The Friday List: Common Problems with Hypothetical Backtested Performance
Today, we offer our “Friday List,” an occasional feature summarizing a topic significant to investment management professionals interested in regulatory issues. Our Friday Lists are an expanded “Our Take” on a particular subject, offering our unique (and sometimes controversial) perspective on an industry topic.
Every year, the SEC publishes a handful of enforcement cases alleging that an investment adviser violated the advertising and marketing rules by misusing hypothetical backtested performance (HBP). In our experience with exams, the SEC nearly always cites deficiencies when firms use HBP in marketing. Although there is no rule specifically prohibiting the use of HBP, our position is that firms should never use HBP. To support our view, we have highlighted below 10 of the most common HBP failings and cite to specific SEC actions (click on links). As a side note, most institutional investors with whom we work look very critically at HBP because they also understand the limitations.
10 Common Problems with Hypothetical Backtested Performance
- Failure to disclose limitations. One common allegation is that firms fail to fully disclose the limitations on HBP.
- Insufficient backup data. The SEC will seek to verify that you have maintained adequate backup data to support your HBP claims.
- Cherry-picking time periods. Many firms have violated the SEC marketing rules when they cherry-pick a specific time period that makes their HBP look better.
- Misleading disclosures. Hidden or confusing HBP disclosure will draw the SEC’s enforcement interest.
- Retrospective model changes. Firms can’t keep tinkering with their models to improve the HBP results.
- Using incorrect historical market inputs.

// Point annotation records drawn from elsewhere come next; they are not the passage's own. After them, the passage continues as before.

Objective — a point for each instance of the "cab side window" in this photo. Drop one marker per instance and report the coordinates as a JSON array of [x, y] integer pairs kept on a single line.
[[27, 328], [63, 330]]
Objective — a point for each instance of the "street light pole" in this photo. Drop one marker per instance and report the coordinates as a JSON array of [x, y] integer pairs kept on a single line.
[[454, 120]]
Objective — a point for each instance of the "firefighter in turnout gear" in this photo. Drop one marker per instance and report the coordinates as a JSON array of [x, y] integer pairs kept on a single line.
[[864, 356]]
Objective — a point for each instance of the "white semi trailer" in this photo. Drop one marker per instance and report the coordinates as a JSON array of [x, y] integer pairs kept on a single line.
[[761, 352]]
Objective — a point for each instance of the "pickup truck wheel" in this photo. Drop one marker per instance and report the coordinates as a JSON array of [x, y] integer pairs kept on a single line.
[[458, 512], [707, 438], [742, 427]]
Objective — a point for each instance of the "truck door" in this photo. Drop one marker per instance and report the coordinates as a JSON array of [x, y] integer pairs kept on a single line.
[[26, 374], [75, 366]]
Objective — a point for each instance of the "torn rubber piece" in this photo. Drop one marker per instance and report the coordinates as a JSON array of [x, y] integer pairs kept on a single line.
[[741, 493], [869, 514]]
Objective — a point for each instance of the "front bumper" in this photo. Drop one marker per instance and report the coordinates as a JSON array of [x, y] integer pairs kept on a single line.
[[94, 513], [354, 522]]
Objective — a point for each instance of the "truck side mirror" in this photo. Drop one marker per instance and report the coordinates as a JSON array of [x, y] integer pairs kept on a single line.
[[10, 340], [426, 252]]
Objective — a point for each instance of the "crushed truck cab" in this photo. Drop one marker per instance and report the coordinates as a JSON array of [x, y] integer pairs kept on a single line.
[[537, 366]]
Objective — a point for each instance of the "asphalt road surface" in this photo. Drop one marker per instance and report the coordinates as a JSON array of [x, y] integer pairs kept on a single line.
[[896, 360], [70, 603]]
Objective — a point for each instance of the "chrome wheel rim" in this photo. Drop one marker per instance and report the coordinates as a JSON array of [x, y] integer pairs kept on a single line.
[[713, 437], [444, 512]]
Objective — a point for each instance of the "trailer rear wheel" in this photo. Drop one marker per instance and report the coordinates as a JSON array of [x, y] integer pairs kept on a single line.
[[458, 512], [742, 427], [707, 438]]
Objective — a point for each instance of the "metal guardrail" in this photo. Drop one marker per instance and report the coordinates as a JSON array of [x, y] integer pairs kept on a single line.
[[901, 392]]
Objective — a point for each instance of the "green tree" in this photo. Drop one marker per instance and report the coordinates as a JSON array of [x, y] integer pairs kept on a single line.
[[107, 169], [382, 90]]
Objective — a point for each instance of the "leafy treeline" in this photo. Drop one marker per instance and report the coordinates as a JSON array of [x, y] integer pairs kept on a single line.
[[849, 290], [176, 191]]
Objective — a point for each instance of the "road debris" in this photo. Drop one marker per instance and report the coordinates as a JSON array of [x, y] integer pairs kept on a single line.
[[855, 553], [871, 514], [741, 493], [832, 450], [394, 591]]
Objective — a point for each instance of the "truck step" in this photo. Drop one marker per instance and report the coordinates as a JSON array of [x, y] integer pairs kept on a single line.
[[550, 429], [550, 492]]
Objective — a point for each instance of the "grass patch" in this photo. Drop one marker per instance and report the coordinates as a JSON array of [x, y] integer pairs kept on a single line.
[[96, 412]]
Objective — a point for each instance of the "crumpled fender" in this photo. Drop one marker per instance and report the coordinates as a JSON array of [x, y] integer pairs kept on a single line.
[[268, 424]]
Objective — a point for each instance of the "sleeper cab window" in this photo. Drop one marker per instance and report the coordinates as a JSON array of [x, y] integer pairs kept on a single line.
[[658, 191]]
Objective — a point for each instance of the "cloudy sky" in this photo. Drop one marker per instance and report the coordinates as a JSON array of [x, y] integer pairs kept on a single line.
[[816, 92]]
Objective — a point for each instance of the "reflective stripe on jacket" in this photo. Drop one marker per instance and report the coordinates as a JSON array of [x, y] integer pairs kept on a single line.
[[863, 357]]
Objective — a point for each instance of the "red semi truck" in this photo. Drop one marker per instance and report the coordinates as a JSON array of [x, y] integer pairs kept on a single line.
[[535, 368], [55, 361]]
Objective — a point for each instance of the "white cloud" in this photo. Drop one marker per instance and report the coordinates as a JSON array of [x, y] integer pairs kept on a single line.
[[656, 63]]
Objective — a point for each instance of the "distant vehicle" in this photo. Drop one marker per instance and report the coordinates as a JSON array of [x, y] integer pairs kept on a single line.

The SEC can verify actual market data from past time periods, so make sure you use the correct numbers.
- Applying different models. The SEC has raised red flags when HBP differs significantly from audited or live performance information applying the same models.
- Using the wrong model rules. Firms have gone astray by applying different model rules to the backtested data than they use to manage real accounts.
- Investments didn’t exist. The SEC will call out HBP that includes investments that were not available at the time.
- Faulty algorithm. Check the algorithm used, because faulty programming can result in inflated performance numbers.